"Hightower" is a collection of poems that delves into the milieu that has prevailed in Nigeria under both the military regimes and civilian administrations that have governed the country since independence in 1960. The collection also focuses on the spirituality of the people including issues concerning "Osonobula" (God), the family, formal education, judgment, service to mankind, jobs, religions, quality food, friendship, monarchy, class, illnesses, racism, death and the afterlife.
"Ibhayu" literally means I did not die and the poems are dedicated to the survival of the Esan ethnic group of southeastern Nigeria from among whom the poet hails. The poetry adopts a new stylistic form comprising six lines of prose to announce the themes. These are followed by four lines of rhythmical beats as supporting details in each of the eight-line stanzas of the poems, which showcase both domestic and academic discourse on law, order and public morality.

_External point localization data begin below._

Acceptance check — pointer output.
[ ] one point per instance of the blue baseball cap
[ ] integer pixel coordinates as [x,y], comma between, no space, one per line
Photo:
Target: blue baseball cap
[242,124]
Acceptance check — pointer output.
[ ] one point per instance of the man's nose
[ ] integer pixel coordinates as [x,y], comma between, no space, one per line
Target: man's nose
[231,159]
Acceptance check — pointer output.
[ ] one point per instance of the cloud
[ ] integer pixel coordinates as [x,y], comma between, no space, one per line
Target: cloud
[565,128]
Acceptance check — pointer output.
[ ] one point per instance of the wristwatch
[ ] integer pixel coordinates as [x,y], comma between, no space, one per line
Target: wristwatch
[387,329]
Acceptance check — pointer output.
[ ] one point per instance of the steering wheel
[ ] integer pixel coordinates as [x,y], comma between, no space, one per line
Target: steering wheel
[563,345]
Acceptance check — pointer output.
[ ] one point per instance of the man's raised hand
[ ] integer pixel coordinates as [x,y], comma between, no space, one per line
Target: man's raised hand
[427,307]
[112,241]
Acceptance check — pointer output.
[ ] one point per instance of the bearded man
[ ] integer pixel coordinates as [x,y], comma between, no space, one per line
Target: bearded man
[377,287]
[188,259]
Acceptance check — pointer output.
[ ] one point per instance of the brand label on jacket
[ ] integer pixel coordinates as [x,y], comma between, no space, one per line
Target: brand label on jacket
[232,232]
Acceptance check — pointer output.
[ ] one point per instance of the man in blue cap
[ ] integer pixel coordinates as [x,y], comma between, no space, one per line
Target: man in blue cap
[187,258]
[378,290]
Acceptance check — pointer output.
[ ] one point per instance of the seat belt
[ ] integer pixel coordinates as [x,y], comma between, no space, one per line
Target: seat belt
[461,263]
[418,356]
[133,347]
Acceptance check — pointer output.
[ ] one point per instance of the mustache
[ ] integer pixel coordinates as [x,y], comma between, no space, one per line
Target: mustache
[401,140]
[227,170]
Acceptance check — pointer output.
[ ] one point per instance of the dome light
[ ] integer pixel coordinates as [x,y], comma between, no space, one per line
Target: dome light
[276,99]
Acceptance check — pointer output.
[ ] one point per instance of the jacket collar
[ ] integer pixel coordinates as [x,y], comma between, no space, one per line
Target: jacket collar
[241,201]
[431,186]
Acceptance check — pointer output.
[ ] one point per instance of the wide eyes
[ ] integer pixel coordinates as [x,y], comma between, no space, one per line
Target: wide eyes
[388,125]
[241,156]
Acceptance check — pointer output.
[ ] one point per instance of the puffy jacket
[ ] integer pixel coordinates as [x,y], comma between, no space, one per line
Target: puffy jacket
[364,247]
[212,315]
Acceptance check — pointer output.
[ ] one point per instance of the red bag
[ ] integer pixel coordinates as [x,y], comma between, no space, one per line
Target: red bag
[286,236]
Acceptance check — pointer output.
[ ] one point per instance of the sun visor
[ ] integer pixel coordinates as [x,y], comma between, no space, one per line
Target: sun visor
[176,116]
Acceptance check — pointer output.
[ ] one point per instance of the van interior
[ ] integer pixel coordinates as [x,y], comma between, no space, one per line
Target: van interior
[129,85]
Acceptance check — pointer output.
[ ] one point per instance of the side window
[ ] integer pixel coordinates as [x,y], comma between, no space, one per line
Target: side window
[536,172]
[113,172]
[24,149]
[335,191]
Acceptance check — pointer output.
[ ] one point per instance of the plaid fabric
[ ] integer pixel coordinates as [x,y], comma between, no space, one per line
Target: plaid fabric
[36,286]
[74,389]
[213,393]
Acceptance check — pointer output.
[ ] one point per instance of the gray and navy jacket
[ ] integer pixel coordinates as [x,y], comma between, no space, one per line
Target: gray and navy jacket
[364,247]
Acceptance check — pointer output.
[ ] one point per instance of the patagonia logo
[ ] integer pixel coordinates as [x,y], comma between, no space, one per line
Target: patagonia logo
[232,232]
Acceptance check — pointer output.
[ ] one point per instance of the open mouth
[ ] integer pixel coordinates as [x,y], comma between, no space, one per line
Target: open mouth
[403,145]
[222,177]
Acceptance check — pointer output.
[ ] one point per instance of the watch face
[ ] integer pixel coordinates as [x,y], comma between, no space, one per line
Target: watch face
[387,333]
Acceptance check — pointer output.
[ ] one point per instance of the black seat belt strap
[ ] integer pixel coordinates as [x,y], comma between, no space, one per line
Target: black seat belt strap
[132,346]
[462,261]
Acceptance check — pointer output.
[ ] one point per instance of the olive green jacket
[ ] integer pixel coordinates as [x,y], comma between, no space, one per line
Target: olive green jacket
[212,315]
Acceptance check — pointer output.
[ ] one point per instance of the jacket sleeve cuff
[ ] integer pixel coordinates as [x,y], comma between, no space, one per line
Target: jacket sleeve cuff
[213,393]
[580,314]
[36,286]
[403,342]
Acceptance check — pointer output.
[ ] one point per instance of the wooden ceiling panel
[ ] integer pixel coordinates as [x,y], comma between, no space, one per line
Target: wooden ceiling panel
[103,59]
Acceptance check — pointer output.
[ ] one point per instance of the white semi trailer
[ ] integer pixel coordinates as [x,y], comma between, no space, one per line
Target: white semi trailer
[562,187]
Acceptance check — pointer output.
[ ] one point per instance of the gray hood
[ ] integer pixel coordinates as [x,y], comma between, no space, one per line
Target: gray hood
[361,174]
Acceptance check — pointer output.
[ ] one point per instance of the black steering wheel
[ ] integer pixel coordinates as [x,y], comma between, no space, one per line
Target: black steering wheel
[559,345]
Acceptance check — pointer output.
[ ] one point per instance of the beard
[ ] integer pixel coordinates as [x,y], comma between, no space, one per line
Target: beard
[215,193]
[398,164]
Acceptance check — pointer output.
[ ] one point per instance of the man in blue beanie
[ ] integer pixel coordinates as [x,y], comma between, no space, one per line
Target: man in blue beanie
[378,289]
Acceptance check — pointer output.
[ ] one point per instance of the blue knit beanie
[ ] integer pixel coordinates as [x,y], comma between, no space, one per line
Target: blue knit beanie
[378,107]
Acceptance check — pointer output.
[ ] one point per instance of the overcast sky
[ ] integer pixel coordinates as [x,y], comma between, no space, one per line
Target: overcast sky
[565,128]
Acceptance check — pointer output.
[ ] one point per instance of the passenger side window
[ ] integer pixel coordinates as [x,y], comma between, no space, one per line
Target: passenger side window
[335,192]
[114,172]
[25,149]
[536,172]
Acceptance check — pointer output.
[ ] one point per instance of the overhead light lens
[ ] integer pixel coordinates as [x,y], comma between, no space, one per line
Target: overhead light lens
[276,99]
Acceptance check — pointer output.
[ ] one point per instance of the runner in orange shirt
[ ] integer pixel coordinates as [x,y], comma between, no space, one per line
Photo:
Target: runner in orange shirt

'"Hightower" is exciting for many reasons. It masterfully embeds Jehovah Christian essence with Africanness and African spirituality, invoking both the Jehovah God and Osonobula God, (sometimes rejecting importation of Goodlessness) and sometimes also creating a dual personality in a Christian priest, as in the poem Path to Decay . The styles varied, from inversion, repetition, invocation, to chanting, also give the poetry its rich stamp of cultural duality.'
Associate Professor & Chair, Department of African American studies, Western Illinois University, Macomb, Illinois
ABOUT THE AUTHOR
OMOHAN EBHODAGHE served as the Publicity Secretary of the Association of Nigerian Authors (ANA), Lagos chapter from 1993 to 1994. He has co-edited an anthology of poems and short stories titled "Twenty Nigerian Writers: Portraits." He currently lives and works in London, England courtesy of a British Council Lagos office sponsorship. He has a forthcoming short fiction collection titled "A Heart of Their Own."